Walmart’s massive investments in digital bore fruit during its fiscal first quarter.
E-commerce sales for the company’s U.S. division rose 33 percent for the three months, ended April 27, aided by its expanding online grocery pickup business.
In prepared commentary, president/CEO Doug McMillon noted that the e-commerce food operation is having a synergistic effect on sales by growing the number of omnichannel customers — who spend nearly twice as much online as other shoppers and spend more in stores as well.
Walmart could use the brick-and-mortar assist: comp sales at U.S. flagship stores edged up a slim 2.1 percent excluding fuel; average comp ticket increased 1.3 percent; and comp traffic rose less than 1 percent. All were “somewhat negatively impacted” by April’s unseasonably cool weather, McMillon said, although wireless enjoyed “solid comp sales growth,” the company reported.

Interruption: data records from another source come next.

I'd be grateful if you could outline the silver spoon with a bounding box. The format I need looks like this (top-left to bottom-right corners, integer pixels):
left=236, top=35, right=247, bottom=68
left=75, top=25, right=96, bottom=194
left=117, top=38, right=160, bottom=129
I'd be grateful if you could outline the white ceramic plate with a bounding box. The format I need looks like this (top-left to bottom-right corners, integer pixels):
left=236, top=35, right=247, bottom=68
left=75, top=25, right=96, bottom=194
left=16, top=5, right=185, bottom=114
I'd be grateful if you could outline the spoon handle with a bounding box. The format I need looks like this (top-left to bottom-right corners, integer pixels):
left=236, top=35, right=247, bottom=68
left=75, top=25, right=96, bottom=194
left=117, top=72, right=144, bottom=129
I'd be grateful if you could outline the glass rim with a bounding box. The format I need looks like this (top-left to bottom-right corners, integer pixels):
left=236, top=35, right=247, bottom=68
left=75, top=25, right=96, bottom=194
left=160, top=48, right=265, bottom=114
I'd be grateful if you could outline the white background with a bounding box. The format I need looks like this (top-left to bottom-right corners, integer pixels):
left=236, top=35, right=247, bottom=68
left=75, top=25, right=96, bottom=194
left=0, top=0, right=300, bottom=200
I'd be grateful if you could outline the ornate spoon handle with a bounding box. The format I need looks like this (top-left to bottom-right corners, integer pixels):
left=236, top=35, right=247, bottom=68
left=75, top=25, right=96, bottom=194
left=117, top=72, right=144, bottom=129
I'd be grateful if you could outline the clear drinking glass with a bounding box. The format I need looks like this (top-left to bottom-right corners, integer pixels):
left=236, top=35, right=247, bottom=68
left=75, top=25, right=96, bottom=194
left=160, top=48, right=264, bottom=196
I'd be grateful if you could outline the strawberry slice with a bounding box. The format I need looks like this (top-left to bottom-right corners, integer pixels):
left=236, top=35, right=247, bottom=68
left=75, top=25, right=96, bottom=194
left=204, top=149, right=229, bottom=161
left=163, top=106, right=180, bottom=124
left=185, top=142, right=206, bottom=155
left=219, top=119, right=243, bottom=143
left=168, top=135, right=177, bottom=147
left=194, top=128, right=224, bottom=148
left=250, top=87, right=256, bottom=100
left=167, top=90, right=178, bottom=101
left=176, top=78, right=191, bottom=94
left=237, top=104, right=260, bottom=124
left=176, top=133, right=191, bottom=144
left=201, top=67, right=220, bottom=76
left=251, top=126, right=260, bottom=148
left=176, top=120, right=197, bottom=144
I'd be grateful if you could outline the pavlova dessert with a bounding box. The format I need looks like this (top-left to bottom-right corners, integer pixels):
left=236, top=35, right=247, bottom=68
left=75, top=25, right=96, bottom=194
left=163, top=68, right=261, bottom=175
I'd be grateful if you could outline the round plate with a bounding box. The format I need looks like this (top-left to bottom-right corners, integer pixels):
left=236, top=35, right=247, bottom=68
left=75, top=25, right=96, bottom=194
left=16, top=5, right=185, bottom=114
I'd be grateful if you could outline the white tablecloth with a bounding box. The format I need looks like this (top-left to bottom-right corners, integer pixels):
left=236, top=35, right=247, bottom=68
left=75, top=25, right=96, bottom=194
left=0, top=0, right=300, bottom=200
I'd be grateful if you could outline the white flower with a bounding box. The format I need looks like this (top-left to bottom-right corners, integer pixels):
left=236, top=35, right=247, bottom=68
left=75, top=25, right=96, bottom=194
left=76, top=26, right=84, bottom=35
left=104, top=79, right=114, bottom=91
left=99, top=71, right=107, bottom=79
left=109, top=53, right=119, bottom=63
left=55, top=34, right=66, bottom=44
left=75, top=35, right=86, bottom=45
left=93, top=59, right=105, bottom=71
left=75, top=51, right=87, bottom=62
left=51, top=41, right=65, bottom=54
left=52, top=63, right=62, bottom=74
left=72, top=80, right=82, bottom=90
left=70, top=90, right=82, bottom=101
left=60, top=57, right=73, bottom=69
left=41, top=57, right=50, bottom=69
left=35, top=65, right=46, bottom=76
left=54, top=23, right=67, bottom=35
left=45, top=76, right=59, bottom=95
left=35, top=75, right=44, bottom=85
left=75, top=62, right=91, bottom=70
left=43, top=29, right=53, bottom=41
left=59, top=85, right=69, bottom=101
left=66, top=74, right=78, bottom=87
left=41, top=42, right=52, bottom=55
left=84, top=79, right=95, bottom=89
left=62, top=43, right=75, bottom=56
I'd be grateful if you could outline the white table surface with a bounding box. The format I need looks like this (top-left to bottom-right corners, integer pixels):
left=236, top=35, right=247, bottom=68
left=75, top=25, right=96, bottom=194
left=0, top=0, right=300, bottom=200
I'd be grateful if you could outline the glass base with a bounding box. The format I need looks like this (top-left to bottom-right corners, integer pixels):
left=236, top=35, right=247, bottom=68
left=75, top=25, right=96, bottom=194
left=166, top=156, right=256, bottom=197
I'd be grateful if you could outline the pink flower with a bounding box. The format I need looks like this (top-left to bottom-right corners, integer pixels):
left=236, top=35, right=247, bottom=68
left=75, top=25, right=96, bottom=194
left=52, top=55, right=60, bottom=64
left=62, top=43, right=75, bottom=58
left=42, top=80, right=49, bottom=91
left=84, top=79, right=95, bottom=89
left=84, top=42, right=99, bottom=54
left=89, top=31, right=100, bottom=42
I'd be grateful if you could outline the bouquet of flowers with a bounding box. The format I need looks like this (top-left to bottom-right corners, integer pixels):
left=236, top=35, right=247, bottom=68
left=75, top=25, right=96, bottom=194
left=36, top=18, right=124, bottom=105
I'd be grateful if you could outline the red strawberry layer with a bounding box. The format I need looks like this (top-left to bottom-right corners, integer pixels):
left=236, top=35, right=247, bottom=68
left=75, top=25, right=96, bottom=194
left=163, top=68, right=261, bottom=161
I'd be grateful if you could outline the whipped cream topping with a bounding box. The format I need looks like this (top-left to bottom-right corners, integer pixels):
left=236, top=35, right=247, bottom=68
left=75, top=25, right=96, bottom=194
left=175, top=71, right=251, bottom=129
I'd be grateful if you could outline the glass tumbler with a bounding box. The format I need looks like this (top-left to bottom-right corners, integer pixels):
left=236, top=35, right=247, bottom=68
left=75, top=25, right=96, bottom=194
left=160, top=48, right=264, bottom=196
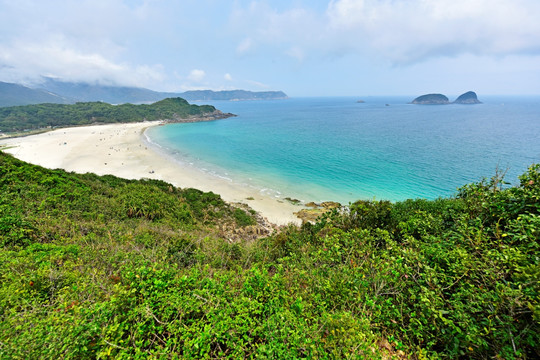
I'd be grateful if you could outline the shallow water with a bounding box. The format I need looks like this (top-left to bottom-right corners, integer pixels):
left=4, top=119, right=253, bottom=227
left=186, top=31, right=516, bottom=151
left=147, top=97, right=540, bottom=203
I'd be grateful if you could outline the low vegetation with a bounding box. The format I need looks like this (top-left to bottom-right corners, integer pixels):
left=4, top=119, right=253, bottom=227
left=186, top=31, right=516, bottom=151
left=0, top=98, right=216, bottom=133
left=0, top=153, right=540, bottom=359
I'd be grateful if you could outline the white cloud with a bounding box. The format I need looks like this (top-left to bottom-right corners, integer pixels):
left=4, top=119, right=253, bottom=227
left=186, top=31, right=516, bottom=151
left=0, top=39, right=165, bottom=86
left=188, top=69, right=206, bottom=83
left=236, top=38, right=253, bottom=54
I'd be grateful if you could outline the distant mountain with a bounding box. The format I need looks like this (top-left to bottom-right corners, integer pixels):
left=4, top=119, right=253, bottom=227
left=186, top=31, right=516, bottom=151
left=0, top=82, right=71, bottom=107
left=40, top=79, right=170, bottom=104
left=454, top=91, right=482, bottom=105
left=412, top=94, right=450, bottom=105
left=179, top=90, right=289, bottom=101
left=37, top=79, right=287, bottom=104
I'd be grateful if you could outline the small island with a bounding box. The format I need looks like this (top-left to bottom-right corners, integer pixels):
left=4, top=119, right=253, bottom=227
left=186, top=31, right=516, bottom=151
left=454, top=91, right=482, bottom=105
left=411, top=94, right=450, bottom=105
left=411, top=91, right=482, bottom=105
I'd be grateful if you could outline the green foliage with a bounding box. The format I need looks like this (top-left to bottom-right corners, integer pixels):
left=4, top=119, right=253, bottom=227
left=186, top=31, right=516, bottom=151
left=0, top=154, right=540, bottom=359
left=0, top=98, right=221, bottom=132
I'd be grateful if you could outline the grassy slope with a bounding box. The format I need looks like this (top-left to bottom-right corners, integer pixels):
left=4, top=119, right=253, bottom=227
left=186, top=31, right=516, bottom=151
left=0, top=98, right=216, bottom=132
left=0, top=150, right=540, bottom=358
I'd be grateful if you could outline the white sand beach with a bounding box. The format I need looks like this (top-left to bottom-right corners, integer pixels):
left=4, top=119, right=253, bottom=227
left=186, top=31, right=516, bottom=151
left=0, top=122, right=301, bottom=225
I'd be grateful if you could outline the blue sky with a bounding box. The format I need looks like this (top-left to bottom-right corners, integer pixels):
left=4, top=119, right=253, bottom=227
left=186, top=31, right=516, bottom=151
left=0, top=0, right=540, bottom=96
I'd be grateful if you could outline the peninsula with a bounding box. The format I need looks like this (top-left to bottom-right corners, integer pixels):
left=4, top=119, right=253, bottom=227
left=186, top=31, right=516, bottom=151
left=0, top=98, right=236, bottom=132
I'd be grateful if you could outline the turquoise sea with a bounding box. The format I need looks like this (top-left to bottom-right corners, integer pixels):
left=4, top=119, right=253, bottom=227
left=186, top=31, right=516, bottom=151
left=147, top=96, right=540, bottom=204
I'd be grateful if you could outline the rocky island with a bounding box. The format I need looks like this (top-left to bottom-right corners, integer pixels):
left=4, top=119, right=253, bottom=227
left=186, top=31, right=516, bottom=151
left=411, top=94, right=450, bottom=105
left=411, top=91, right=482, bottom=105
left=454, top=91, right=482, bottom=105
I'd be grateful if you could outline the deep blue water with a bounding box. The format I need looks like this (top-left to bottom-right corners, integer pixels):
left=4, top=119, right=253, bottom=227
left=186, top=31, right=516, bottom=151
left=147, top=97, right=540, bottom=203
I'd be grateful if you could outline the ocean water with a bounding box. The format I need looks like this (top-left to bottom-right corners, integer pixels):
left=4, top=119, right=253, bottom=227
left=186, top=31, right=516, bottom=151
left=147, top=96, right=540, bottom=204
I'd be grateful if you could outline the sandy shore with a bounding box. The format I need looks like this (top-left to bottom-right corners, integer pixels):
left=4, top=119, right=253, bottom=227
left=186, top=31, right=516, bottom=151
left=0, top=122, right=301, bottom=225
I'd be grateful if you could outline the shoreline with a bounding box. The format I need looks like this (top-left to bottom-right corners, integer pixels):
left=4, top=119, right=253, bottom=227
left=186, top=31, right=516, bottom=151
left=0, top=121, right=303, bottom=225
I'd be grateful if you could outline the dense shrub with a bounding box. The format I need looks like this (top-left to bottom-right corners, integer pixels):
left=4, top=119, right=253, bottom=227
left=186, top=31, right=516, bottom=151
left=0, top=154, right=540, bottom=359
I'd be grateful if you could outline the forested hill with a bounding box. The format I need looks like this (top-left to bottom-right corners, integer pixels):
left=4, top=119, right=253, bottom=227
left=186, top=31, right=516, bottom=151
left=0, top=148, right=540, bottom=359
left=0, top=98, right=233, bottom=132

Net sales at Walmart U.S., including e-commerce, was up 3.1 percent, to $77.7 billion.
At sister chain Sam’s Club, e-commerce sales increased 25 percent, comp sales at stores rose 3.8 percent, but net sales slipped 2.7 percent, to $13.6 billion, attributable to the closure of 63 locations and the decision to ban tobacco sales at select stores.

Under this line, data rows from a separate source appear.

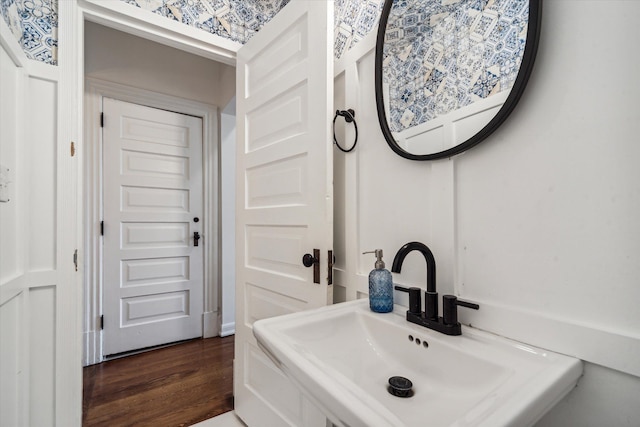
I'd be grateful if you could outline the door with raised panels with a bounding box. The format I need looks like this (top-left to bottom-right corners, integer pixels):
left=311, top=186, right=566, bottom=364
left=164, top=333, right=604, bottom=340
left=103, top=98, right=205, bottom=355
left=234, top=0, right=333, bottom=426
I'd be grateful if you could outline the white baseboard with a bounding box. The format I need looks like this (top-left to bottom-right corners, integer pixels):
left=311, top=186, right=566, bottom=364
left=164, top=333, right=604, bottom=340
left=82, top=331, right=102, bottom=366
left=220, top=322, right=236, bottom=337
left=202, top=311, right=220, bottom=338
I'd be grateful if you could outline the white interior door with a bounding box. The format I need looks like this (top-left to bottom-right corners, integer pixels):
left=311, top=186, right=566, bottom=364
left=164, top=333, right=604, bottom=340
left=234, top=0, right=333, bottom=427
left=103, top=98, right=204, bottom=355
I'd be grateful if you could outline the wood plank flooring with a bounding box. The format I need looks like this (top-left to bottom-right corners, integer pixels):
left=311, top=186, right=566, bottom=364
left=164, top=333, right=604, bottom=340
left=82, top=336, right=234, bottom=427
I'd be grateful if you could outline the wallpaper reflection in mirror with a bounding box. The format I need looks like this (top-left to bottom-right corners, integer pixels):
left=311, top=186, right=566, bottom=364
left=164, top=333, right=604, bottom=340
left=383, top=0, right=529, bottom=132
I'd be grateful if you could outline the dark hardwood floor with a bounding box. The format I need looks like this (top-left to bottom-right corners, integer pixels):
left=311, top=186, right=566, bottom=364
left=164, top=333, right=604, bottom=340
left=82, top=336, right=234, bottom=427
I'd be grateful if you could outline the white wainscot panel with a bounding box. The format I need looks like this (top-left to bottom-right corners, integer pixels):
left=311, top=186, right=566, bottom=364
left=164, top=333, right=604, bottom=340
left=244, top=283, right=307, bottom=325
left=120, top=290, right=189, bottom=327
left=120, top=186, right=189, bottom=213
left=120, top=222, right=189, bottom=249
left=246, top=15, right=308, bottom=96
left=121, top=150, right=189, bottom=180
left=121, top=117, right=189, bottom=148
left=246, top=225, right=308, bottom=281
left=246, top=154, right=308, bottom=208
left=0, top=293, right=27, bottom=426
left=29, top=286, right=57, bottom=426
left=27, top=78, right=58, bottom=271
left=245, top=81, right=309, bottom=152
left=245, top=343, right=303, bottom=425
left=120, top=257, right=189, bottom=288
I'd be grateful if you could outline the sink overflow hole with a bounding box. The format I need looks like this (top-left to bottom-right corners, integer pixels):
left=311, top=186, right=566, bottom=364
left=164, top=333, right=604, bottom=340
left=409, top=335, right=429, bottom=348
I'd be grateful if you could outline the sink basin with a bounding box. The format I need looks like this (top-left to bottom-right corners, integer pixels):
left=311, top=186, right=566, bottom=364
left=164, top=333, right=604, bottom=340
left=253, top=300, right=582, bottom=427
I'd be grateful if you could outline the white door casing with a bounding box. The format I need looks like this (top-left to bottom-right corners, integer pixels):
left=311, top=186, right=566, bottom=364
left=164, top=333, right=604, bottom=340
left=234, top=0, right=333, bottom=426
left=103, top=98, right=204, bottom=355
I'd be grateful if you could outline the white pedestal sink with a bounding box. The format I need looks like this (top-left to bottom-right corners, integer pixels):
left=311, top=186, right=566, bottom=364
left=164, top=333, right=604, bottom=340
left=253, top=300, right=582, bottom=427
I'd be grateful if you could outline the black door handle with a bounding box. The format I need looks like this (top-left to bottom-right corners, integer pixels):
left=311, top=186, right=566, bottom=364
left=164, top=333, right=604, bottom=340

Strong performances in office and tablets offset slower sales in TVs, imaging and mobile, the company said, leaving Sam’s Club’s tech, office and entertainment category ahead by low single-digit comps.
Companywide, total revenues rose 4.4 percent to $122.7 billion and net income fell 30 percent to $2.1 billion, due, said chief financial officer Brett Biggs, to e-commerce investments, higher transportation costs, retail price cuts, the exit from its Canadian bank business, and a loss from its investment in Chinese e-commerce company JD.com.
Looking ahead, McMillon forecast a 40 percent increase in Walmart.com sales for the full year, buoyed by a new website and app; a broader assortment of premium brands; and the online availability of more than 75 million items from the discounter and its third-party sellers.
Walmart also plans to essentially double its online grocery pickup service to more than 2,100 stores this year, and is adding 500 more automated in-store pick-up towers, for retrieving online orders, for a total of 700 by December.
The company’s online sales took flight after acquiring Jet.com for $3.3 billion in 2016 and enticing its founder Marc Lore to the lead the fight against his former rival and employer Amazon.